Every year, as the International Supercomputing Conference in Germany approaches, our good friends here at HPCwire invite me to reflect on the trends of the past 12 months, not so much to provide a potentially tedious list of specific events, product deliveries, and TOP500 mantras but rather to convey a personal sense of what it all adds up to and possibly means for the future of HPC.
This year, to do so, is both easy and difficult. As a field, we are at an inflection point marked by significant progress and innovation in form and method, while at the same time we are confronted by uncertainty at a level that is at least uncomfortable for our system providers and possibly disruptive. There is certainly more contention about degree and direction of product and research investment, both within the US and internationally.

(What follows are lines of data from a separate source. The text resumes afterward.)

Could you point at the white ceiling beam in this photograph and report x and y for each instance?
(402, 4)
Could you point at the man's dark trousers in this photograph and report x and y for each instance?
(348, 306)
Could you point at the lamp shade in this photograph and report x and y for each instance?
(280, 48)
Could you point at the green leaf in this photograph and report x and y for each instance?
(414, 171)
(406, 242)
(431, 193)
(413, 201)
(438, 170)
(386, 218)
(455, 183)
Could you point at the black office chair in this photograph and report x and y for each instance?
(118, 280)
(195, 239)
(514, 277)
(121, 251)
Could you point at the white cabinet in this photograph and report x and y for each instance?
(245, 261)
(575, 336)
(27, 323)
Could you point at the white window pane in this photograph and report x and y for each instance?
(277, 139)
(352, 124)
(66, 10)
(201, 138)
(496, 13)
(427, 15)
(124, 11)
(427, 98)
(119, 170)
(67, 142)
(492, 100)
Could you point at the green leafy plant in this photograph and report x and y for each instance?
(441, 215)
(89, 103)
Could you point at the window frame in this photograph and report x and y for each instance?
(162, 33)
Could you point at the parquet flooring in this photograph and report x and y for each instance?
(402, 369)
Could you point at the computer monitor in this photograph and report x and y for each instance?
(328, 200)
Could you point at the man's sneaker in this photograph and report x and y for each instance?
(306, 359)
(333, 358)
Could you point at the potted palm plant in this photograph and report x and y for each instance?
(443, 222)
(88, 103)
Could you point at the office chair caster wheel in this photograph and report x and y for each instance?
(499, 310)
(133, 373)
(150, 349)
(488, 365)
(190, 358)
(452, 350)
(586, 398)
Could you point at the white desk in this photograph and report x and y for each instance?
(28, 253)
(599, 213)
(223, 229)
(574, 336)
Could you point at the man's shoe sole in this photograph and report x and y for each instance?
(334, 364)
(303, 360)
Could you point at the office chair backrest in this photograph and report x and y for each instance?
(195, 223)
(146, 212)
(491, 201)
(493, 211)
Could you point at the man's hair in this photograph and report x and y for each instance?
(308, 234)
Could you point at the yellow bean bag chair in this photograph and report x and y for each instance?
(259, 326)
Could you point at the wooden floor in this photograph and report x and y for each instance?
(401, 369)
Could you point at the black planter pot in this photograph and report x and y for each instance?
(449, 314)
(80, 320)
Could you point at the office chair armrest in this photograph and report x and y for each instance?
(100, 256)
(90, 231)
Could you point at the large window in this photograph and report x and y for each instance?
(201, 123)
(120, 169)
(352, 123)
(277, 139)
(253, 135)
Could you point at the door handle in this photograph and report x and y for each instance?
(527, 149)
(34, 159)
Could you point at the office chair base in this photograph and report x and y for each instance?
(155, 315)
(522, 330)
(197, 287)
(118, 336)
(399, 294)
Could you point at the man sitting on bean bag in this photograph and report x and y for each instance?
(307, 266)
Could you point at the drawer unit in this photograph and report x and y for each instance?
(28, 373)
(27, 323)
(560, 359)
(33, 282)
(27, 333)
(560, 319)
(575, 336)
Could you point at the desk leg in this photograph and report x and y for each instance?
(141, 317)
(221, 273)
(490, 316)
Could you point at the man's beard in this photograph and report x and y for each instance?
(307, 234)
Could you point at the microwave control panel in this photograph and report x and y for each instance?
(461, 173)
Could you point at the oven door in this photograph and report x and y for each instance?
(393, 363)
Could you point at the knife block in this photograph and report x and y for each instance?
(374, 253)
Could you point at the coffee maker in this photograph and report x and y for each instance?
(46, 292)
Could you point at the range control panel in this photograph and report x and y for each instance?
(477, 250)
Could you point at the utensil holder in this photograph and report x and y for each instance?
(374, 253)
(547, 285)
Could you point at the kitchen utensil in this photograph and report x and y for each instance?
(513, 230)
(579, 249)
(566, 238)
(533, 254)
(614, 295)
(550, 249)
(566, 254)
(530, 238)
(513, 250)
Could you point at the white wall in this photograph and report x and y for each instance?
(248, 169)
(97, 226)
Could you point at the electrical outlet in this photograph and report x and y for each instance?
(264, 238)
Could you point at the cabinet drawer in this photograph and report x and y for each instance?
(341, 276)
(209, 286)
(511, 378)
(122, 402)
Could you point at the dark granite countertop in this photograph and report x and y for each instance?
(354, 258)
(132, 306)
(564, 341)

HPC has certainly entered a period of diversity far different than a decade ago, and that is not simply a function of the more than two orders of magnitude of Linpack performance in a time of Pax MPI. The easy part is to recite the buzz words of the year: “GPU”, “big data”, “clouds,” and “exascale.” If you are on one of these trains, then according to popular belief, you are on the fast track.
The mad dash to flops through the means of cramming as many ALUs as possible in the dense (and successful) form factor of a GPU, sometimes referred to as “accelerators,” has pushed passed the tipping point, with many, but not all major new installations incorporating these flops multipliers in their arsenal on the field of big iron.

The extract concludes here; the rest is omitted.